Besonderen kunstgeschichtlichen Reiz besitzt die katholische Pfarrkirche mit ihrem verblüffend mächtigen Baukörper, deren massiger Quaderturm das Dackenheimer Dorfbild prägt. Das in der Epoche der Salier, dem 12. Jahrhundert, erbaute Gotteshaus gehörte einst zum Kloster Höningen. Aus romanischer Zeit stammen noch der dreigeschossige Chorturm, den ursprünglich ein Satteldach krönte, sowie die Apsis an der Ostseite. Kennern gilt die Kirche als eines der schönsten Denkmäler, die von der Kunst der mittelalterlichen Wormser Bauhütte zeugen.

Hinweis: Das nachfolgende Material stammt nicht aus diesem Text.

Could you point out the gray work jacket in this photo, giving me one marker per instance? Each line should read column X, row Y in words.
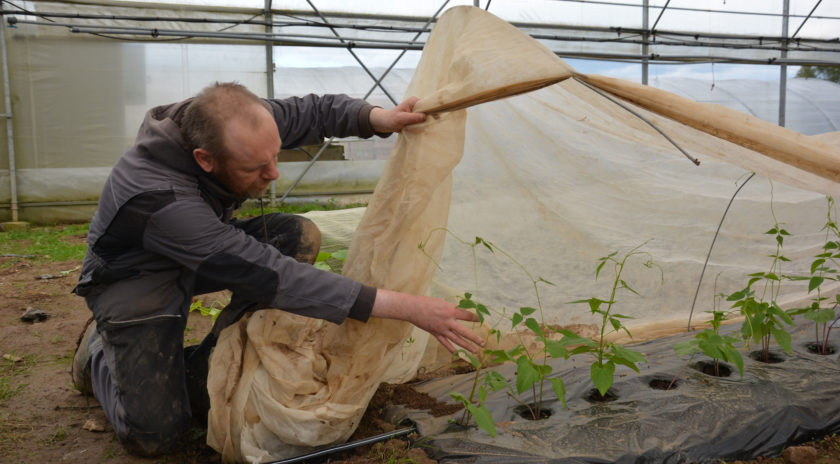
column 159, row 212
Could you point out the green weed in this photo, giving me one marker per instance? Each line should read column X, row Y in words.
column 46, row 243
column 295, row 208
column 55, row 437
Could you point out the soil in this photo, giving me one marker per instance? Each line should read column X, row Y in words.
column 43, row 418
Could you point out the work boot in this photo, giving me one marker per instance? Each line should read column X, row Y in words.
column 89, row 342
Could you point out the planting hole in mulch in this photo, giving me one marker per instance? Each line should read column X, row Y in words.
column 525, row 413
column 708, row 368
column 817, row 348
column 594, row 396
column 771, row 358
column 664, row 384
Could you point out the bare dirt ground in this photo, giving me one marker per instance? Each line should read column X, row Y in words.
column 44, row 419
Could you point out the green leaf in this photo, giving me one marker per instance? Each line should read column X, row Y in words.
column 815, row 282
column 459, row 398
column 602, row 376
column 532, row 324
column 526, row 375
column 559, row 389
column 466, row 303
column 526, row 310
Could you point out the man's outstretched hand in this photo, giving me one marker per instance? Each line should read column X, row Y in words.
column 438, row 317
column 396, row 118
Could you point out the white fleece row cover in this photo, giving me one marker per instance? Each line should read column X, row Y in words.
column 557, row 176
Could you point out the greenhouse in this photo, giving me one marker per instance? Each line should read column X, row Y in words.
column 632, row 196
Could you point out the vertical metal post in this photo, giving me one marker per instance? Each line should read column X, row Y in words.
column 9, row 128
column 269, row 76
column 645, row 38
column 783, row 67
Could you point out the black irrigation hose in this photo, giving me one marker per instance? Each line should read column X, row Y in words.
column 709, row 254
column 599, row 92
column 347, row 446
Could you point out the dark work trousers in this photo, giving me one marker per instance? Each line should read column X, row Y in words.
column 140, row 377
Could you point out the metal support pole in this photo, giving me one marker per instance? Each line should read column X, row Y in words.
column 645, row 40
column 9, row 127
column 269, row 77
column 377, row 83
column 783, row 67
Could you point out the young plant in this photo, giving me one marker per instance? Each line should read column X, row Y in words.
column 711, row 343
column 714, row 345
column 763, row 316
column 824, row 268
column 608, row 354
column 332, row 262
column 532, row 368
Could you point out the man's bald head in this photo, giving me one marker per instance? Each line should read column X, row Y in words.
column 207, row 117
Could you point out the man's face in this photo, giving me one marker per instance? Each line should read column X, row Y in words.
column 252, row 161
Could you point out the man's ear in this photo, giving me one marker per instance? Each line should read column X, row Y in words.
column 205, row 159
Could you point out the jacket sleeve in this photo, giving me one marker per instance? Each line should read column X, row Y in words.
column 188, row 232
column 307, row 120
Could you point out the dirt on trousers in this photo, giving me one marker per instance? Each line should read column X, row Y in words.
column 43, row 418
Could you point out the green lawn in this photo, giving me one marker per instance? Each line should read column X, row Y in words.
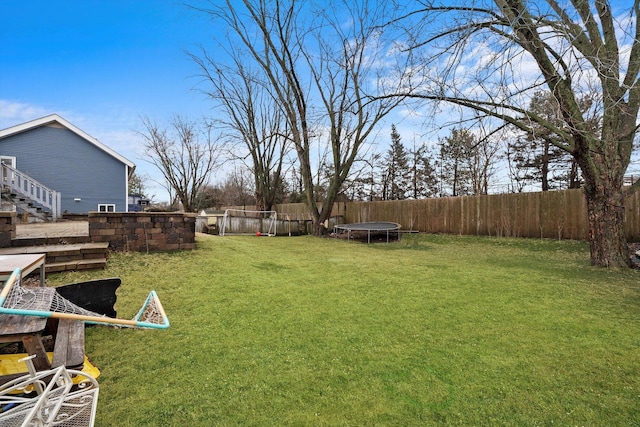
column 432, row 330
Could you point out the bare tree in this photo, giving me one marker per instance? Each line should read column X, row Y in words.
column 325, row 75
column 185, row 155
column 574, row 48
column 251, row 115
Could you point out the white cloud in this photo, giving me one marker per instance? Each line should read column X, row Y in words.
column 14, row 113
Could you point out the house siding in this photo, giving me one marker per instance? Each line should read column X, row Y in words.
column 67, row 163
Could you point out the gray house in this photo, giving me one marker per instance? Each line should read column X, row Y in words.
column 52, row 159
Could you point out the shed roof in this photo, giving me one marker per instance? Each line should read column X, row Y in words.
column 55, row 118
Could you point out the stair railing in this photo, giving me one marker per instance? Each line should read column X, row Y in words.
column 21, row 184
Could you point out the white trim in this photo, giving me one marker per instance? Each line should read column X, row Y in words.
column 53, row 118
column 12, row 158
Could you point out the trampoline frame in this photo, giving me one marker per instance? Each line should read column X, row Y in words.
column 369, row 227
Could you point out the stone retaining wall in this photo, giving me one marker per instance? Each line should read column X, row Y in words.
column 8, row 221
column 143, row 231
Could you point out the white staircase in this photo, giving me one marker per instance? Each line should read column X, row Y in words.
column 29, row 195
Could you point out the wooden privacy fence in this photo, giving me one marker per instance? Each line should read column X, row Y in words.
column 549, row 214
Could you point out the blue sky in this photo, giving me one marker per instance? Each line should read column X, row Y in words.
column 100, row 65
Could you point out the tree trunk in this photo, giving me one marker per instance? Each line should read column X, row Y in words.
column 607, row 239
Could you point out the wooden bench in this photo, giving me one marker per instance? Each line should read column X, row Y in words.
column 68, row 349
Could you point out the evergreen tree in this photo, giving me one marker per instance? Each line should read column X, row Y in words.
column 397, row 177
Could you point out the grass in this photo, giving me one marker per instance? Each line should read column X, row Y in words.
column 432, row 330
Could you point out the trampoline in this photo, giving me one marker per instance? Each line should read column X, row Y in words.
column 378, row 230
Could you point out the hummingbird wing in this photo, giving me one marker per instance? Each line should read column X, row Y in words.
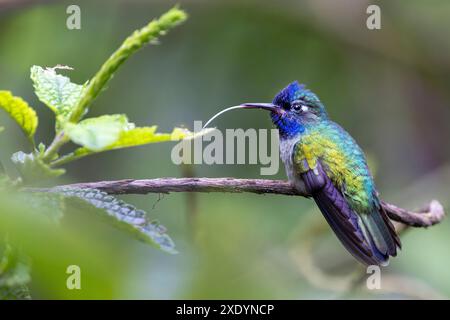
column 371, row 239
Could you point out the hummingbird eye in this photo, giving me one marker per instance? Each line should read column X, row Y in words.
column 298, row 107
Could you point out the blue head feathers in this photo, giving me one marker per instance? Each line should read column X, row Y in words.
column 295, row 91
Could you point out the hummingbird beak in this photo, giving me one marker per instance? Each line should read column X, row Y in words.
column 265, row 106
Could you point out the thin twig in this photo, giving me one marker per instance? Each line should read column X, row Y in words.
column 431, row 214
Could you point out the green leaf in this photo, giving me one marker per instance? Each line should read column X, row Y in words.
column 14, row 274
column 133, row 43
column 124, row 216
column 55, row 90
column 134, row 137
column 96, row 134
column 32, row 168
column 20, row 112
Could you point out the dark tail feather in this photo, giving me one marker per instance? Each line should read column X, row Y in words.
column 370, row 237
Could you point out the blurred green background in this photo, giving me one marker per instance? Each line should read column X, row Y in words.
column 389, row 88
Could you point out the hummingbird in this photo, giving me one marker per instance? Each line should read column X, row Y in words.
column 322, row 160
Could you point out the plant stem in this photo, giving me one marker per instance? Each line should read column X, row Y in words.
column 67, row 158
column 133, row 43
column 431, row 214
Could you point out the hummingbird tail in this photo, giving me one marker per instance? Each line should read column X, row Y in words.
column 369, row 237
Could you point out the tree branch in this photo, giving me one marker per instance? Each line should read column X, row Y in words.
column 431, row 214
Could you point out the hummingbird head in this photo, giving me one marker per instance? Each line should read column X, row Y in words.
column 293, row 109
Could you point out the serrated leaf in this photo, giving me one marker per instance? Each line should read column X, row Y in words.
column 144, row 135
column 20, row 112
column 124, row 216
column 55, row 90
column 96, row 134
column 32, row 168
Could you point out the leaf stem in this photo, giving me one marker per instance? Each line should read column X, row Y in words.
column 60, row 140
column 137, row 40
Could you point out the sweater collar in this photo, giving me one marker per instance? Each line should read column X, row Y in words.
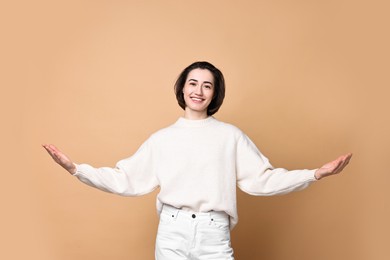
column 184, row 122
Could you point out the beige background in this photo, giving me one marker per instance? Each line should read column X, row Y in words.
column 306, row 80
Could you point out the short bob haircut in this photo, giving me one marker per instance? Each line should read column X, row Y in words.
column 219, row 85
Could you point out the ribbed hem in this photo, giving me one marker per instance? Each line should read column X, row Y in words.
column 184, row 122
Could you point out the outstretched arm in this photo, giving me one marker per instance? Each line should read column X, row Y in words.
column 333, row 167
column 60, row 158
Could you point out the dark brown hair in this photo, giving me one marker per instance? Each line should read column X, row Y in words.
column 219, row 85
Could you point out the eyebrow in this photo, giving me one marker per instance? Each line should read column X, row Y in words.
column 203, row 82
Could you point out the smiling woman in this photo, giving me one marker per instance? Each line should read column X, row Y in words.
column 197, row 162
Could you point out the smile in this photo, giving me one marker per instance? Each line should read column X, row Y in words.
column 197, row 99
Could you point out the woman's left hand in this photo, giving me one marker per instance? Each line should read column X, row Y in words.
column 333, row 167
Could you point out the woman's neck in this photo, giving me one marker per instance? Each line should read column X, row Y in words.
column 193, row 115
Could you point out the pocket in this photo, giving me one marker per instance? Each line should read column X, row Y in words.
column 222, row 224
column 166, row 218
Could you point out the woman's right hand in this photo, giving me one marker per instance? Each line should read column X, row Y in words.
column 60, row 158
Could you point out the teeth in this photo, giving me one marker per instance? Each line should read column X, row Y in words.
column 197, row 99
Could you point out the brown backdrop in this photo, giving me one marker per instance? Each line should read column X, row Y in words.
column 306, row 80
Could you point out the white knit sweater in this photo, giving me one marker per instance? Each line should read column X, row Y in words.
column 197, row 164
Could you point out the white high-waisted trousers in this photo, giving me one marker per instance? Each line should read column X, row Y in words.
column 193, row 235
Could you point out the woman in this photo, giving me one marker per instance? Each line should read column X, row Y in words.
column 197, row 162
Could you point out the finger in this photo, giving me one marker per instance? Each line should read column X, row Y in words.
column 344, row 162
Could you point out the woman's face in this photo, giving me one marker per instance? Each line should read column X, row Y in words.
column 198, row 93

Abseits von den großen Straßen hat Dackenheim sich in den Weingärten eingerichtet. Der kleine Ort mit verwinkelten Gassen, romantischen Höfen und alten Mauern lädt zum Verweilen ein. Sportfreunde genießen die ruhige, sonnige Golfanlage mit ihrem Rebenaroma.